Roaming Marches Disrupt Oxford - Personal Account

Protestors Climb Castle Mound

Marches of hundreds (mainly school students) disrupted Oxford City Centre, briefly occupying County Hall, Barclays, Lloyds, and Castle Mound (see the photo), disrupting traffic, and roaming through the streets and shopping centres of Oxford.

Submitted by mons on December 2, 2010

Oxford, not exactly known for its radicalism, was home of a militant series of marches on 30th November, mainly organised and attended by students from local schools.
From the beginning, it was clear this was not going to be an A-B march. For a start, it was called for by school students, not leftists or union bureaucrats. It was a genuine expression of student anger and our wants and desires; not a typical set-piece. Some people had a massive banner saying 'Legalise Weed - Fuck Fees', which was - putting politics to the side - a genuinely felt sentiment, as opposed to the dull SWP placards which were dropped later in the rally to allow greater ease of movement. Chants also were more angry, fun and genuine - 'When I say Cameron, you say Wasteman, etc.'... It was not politico's dryly doing what they do best, but angry students expressing that anger.
Students from Cheney School where locked in by management after word got out there was to be a mass walkout. After uni students and others rallied outside (and according to one person I overheard, riotous scenes inside), the gates were opened and hundreds of students flooded out, some that I spoke to were as young as 14. Other local schools involved were Wheatley Park School, Oxford Community School, Cherwell School, Leckford Place School, Oxford European School, and probably others, as well as maybe a hundred university students from Oxford Uni and Brookes, and some other locals.
There was no pre-planned route and no prior police negotiations. We spontaneously decided our route, and marched quickly up and down the main Oxford streets, before heading to Oxfordshire County Hall. Groups of school students had planned the occupation, and up to about 100 people stormed the building. Some made it to the roof and waved placards off the top, a few flags (including a circled-A anarchist one held by one school student) were waved from various windows. After police threatened others trying to enter with a baton, promising to hit whoever tried to get in, and then police on horses came to cover the entrance the surge into the building stopped. People began to trickle out, cheered by the few hundred people outside.
After everybody was out, the protest broke into two. Some climbed over into 'Castle Mound'. This place normally is not open to the public, or you have to pay to go up it anyway. Some tried lighting a fire on top, but instead people came back down and joined the others who'd remained at the bottom, protesting outside the Oxford Tory HQ. People set off back into the centre of town; Barclays was occupied, then Lloyds - and you could see police looking very worried outside other banks and Vodafone, which were all closed down. Mounted police pushed through groups of school students who'd linked arms, and again the police truncheons were raised threateningly. A few snowballs hit a cop and her horse. Cops pulled people out of Lloyds viciously, grabbing one school student by the neck.
But this just made us even more 'up for it' by this, and people's excitement was plain to see. Some people shouted that we should go to a shopping centre, we marched through there, where the police horses couldn't follow. A person next to me said, "we can do whatever the fuck we want!" and that sums up the mood. Other people showed their anger against the police's violence. Lots of 'fuck the police''s and so on - from ordinary pissed off students. We marched, at times almost running, through both of the Oxford shopping centre's, and we were in total control.
People then split up further into smaller groups, who carried on roaming about I presume. I stayed with a group of only about a dozen, mainly about 15/16, who felt that it was "well worth a few detentions", and wanted to do it again tomorrow. We'd heard people had headed to the train station, but nobody was there when we got there, and I went home.

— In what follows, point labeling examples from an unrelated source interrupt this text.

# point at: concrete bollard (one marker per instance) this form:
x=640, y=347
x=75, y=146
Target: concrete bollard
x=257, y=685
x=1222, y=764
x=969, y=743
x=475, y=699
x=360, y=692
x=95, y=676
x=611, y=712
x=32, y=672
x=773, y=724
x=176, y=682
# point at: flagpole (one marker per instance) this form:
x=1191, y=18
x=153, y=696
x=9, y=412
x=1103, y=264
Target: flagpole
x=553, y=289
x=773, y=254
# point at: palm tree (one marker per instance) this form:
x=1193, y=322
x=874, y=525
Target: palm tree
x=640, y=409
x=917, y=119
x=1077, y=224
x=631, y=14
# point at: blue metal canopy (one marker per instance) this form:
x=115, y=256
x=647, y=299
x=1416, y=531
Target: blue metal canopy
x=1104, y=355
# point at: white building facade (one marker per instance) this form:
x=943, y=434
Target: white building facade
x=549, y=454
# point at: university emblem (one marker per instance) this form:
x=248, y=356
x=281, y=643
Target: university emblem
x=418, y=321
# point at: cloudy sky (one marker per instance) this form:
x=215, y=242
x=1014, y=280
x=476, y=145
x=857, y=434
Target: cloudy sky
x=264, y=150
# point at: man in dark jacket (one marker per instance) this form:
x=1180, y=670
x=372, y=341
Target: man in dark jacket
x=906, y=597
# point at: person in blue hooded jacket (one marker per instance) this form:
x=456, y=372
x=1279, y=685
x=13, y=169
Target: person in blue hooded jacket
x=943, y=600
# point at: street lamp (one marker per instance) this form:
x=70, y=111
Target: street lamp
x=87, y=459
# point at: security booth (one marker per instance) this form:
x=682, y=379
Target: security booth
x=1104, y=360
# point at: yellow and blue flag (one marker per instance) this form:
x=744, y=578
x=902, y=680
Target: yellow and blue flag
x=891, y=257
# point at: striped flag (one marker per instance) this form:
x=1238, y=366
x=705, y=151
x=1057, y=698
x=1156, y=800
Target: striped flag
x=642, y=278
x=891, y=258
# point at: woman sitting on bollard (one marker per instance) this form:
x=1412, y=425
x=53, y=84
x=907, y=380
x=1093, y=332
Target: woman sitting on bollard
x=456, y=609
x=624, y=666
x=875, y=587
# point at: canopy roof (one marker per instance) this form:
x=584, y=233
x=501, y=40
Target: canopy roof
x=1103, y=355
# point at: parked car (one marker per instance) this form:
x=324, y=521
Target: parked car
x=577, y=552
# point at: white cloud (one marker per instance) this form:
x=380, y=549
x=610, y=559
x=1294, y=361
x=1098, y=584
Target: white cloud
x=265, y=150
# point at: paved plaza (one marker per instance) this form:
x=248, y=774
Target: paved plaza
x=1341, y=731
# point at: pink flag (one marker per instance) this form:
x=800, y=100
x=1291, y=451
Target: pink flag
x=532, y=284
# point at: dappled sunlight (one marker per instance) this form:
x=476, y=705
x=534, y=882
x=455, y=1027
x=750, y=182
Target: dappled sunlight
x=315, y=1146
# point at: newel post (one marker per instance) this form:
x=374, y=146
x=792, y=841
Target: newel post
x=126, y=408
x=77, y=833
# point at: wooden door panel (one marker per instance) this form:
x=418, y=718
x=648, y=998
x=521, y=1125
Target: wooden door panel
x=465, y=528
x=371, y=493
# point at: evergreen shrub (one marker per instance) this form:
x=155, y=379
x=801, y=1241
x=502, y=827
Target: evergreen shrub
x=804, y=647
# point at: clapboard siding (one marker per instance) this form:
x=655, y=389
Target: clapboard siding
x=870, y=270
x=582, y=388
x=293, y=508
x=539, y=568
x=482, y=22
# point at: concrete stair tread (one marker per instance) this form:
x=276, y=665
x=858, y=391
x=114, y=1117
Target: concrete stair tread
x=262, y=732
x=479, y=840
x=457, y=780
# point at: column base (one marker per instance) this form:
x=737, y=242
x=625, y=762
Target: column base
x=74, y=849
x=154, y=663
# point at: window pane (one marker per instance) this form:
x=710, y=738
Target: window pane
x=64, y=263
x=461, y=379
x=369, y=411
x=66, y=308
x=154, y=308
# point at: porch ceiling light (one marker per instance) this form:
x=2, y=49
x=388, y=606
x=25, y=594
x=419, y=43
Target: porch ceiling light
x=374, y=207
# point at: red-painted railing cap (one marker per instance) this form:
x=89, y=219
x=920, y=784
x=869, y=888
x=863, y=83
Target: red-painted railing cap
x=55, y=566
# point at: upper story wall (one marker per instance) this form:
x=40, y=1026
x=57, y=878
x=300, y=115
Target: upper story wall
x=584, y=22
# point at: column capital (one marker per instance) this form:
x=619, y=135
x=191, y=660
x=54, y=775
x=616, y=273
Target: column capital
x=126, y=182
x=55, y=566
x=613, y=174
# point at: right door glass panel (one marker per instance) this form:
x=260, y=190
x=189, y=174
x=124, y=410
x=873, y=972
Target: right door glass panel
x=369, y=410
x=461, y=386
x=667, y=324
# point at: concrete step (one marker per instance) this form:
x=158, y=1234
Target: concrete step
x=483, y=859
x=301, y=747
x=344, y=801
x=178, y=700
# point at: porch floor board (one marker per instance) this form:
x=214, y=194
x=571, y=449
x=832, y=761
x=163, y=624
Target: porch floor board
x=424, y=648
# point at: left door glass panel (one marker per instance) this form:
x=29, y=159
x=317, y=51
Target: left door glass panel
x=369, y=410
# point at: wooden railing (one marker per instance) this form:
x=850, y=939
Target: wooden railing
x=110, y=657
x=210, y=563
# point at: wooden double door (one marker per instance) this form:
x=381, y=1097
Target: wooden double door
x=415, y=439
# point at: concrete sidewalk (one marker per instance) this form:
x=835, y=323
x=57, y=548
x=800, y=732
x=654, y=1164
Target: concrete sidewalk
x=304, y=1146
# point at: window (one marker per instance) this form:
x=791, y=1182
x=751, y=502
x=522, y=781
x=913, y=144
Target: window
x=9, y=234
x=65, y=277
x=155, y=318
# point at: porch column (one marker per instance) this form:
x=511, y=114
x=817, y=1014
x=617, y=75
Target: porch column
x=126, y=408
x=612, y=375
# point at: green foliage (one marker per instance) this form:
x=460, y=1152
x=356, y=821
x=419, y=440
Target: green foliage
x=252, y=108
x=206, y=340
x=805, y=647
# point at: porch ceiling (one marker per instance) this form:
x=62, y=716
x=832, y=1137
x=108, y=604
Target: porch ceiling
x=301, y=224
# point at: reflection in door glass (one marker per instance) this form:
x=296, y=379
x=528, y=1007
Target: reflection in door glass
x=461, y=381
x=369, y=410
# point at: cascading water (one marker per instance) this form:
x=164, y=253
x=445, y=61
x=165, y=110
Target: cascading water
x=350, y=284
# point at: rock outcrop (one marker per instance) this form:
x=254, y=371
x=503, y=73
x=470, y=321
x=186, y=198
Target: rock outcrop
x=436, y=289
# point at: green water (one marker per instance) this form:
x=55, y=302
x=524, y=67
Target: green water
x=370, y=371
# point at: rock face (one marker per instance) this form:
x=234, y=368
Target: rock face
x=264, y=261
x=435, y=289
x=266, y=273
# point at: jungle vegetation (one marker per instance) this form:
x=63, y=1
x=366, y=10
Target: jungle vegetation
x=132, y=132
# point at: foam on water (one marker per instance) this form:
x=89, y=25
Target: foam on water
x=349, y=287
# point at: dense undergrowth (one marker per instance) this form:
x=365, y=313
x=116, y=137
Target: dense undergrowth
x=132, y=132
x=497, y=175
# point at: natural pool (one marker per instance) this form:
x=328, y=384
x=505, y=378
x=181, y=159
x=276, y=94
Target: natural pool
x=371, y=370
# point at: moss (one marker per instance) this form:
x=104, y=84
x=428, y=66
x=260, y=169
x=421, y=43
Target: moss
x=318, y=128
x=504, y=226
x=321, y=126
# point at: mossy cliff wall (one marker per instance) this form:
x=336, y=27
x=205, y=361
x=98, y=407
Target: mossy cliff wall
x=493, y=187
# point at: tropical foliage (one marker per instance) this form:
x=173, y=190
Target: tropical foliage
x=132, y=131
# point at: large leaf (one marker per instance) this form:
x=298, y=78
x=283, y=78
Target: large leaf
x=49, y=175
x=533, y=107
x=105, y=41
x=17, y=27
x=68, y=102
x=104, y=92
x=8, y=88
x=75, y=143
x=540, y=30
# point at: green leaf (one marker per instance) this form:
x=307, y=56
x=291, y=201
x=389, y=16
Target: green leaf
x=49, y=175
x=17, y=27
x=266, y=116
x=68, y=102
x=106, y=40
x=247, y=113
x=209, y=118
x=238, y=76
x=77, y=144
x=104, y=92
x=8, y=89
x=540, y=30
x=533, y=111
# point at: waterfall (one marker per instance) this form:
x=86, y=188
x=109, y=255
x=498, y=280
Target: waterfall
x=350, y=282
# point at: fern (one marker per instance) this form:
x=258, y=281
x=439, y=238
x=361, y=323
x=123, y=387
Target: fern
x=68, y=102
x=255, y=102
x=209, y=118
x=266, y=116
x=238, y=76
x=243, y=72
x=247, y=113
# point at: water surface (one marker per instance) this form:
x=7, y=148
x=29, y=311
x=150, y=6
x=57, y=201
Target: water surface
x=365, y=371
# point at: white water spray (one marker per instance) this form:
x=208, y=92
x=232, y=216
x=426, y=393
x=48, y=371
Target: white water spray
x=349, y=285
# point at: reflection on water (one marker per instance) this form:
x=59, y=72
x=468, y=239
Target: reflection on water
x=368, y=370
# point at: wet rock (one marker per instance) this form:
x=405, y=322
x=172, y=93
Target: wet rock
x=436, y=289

Afterwards, Keith Mitchell, Thatcher-loving head of the county council who barricaded himself in his office during the storm of the County Hall, commented on his 'political blog' that we were "noisy and scruffy...oiks". His considered "reflection" a day later, remarked profoundly that:

given that there were similar example of lawlessness across the country, what is driving this national outbreak of unlawful behaviour? I suspect the hard left are working up a campaign to make such lawlessness appear to be the norm and therefore to become acceptable. I wonder ho many of our teachers in Oxfordshire are working for this hard left agenda? One day we may know!

He's one of the politicians who doesn't even bother disguise his contempt for ordinary people by wrapping it up in liberal democratic language. He cuts to the point, declaring that protests and petitions will be entirely useless.

And so, with only about 18 hours notice a protest has been called for today, at 4.30 to protest his remarks. It's a testament to how empowering the protest on Tuesday was that it has over 100 attending on facebook at such short notice. I expect there will be a couple hundred.

It may not sound very materialist, but I something 'in the air' has changed; people are talking about it, and it seems people are really thinking we can win.